Today, being injured and all, I had to have at least a few minutes of peace. Minutes when I didn’t have to drag my aching bones up, minutes when I didn’t have to talk or correct or yell, minutes when I didn’t have to worry. Ah, worry, a mother’s faithful, dreadful companion. To be able to show worry the door, at least for a short time, we all had Relax Time. Both of the kids had to lay in their beds. They didn’t have to sleep-they could read books or play quietly with toys-but they had to stay in their beds for at least 20 minutes. Monkey especially needed it-he had the worst dark under-eye circles I have ever seen.

After Relax Time, they picked out a movie and had a snack. And they’ve both been, if not calm, at least calmer ever since. Pumpkin even fell asleep on the floor while watching a movie. So Relax Time will be a permanent fixture in our days. And maybe, just sometimes, Relax Time will turn into the ever-elusive Nap Time.

It’s a Worm-pocalypse!

Thursday, April 10th, 2008

We have had rain the last several days, boy howdy have we had rain. The tornado sirens went off in the early hours of Tuesday morning and Monkey couldn’t go back to sleep in his bed so he stayed with me. Tuesday was quiet and dry, but Wednesday brought even more rain.

Monkey, Pumpkin and I got caught in a down-pour and couldn’t walk home from school. Hubby had to come and rescue us! It rained the rest of the afternoon and night. So we’re pretty water-logged right now. Some parts of the metro area are flooded; streets look like creeks and creeks look like rivers.
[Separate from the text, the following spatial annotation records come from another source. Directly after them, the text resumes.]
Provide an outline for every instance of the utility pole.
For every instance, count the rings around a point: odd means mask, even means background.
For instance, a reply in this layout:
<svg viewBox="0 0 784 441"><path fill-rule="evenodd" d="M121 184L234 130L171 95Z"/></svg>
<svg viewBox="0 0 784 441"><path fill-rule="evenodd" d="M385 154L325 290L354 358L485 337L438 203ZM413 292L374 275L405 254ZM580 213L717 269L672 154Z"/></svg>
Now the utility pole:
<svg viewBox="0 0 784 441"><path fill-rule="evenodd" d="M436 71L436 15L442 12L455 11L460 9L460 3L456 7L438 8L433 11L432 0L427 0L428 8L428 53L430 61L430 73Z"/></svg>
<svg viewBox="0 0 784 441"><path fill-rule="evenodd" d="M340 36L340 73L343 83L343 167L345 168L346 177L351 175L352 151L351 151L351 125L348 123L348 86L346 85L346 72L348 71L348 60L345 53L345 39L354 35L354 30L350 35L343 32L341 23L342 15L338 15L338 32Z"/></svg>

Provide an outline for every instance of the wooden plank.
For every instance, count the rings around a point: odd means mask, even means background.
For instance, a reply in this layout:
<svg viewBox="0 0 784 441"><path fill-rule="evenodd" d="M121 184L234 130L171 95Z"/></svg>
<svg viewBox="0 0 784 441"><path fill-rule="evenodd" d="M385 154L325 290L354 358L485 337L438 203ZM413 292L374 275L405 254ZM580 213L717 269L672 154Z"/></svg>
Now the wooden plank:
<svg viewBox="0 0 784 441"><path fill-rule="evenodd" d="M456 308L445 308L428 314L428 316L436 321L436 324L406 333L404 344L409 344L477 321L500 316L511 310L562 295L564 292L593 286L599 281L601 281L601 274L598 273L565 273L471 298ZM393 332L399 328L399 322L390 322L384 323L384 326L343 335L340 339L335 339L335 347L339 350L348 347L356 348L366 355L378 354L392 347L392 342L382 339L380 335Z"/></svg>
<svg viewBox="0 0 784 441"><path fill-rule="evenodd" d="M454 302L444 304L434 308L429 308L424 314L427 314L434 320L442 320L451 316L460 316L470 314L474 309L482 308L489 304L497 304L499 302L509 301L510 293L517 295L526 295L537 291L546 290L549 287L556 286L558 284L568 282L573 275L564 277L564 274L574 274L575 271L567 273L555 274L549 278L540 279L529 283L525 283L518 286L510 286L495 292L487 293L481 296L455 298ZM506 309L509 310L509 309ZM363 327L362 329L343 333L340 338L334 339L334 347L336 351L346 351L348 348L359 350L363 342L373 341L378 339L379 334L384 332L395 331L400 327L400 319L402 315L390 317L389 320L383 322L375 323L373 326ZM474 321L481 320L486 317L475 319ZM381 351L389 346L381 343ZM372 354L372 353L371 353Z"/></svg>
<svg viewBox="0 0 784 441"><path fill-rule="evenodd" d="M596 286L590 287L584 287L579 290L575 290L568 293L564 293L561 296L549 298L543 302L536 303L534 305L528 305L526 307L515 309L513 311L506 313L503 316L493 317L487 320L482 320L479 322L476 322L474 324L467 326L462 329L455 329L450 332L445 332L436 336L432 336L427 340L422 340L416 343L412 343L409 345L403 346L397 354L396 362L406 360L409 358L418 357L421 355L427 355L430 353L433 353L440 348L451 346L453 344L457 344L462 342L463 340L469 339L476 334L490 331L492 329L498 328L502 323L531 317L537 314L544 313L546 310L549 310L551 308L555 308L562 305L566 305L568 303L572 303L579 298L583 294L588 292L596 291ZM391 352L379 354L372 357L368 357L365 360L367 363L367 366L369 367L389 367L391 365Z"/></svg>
The drive home from class last night was a little nerve-wracking. When I got home there were buckets and towels on the floor, for the leaks. We really need to get the roof replaced soon, but right now I have sort of a hillbilly outlook on it. Can’t fix the roof in the rain, and if it ain’t rainin’ it ain’t leakin’.

Another little hillbilly touch: I could’ve run a bait shop out of my den this morning. I have removed seven worms already and the day is young. This is, sadly, not the first time this has happened and I know just what to do. My worm-catching kit comes in quite handy because I do catch-and-release. Worms are good for the yard and that’s right where I take them. My super-duper worm-catching kit consists of a big plastic cup and a plastic butter knife. And I have a technique: 1)guide the worms into the cup with the butter knife, 2) dump the worms in the yard.

Oh, and if you find yourself in my enviable position, just remember this: don’t put more than two worms in the cup at the same time. They use each other as ladders and will swarm out of the cup and sometimes land on you. Ick.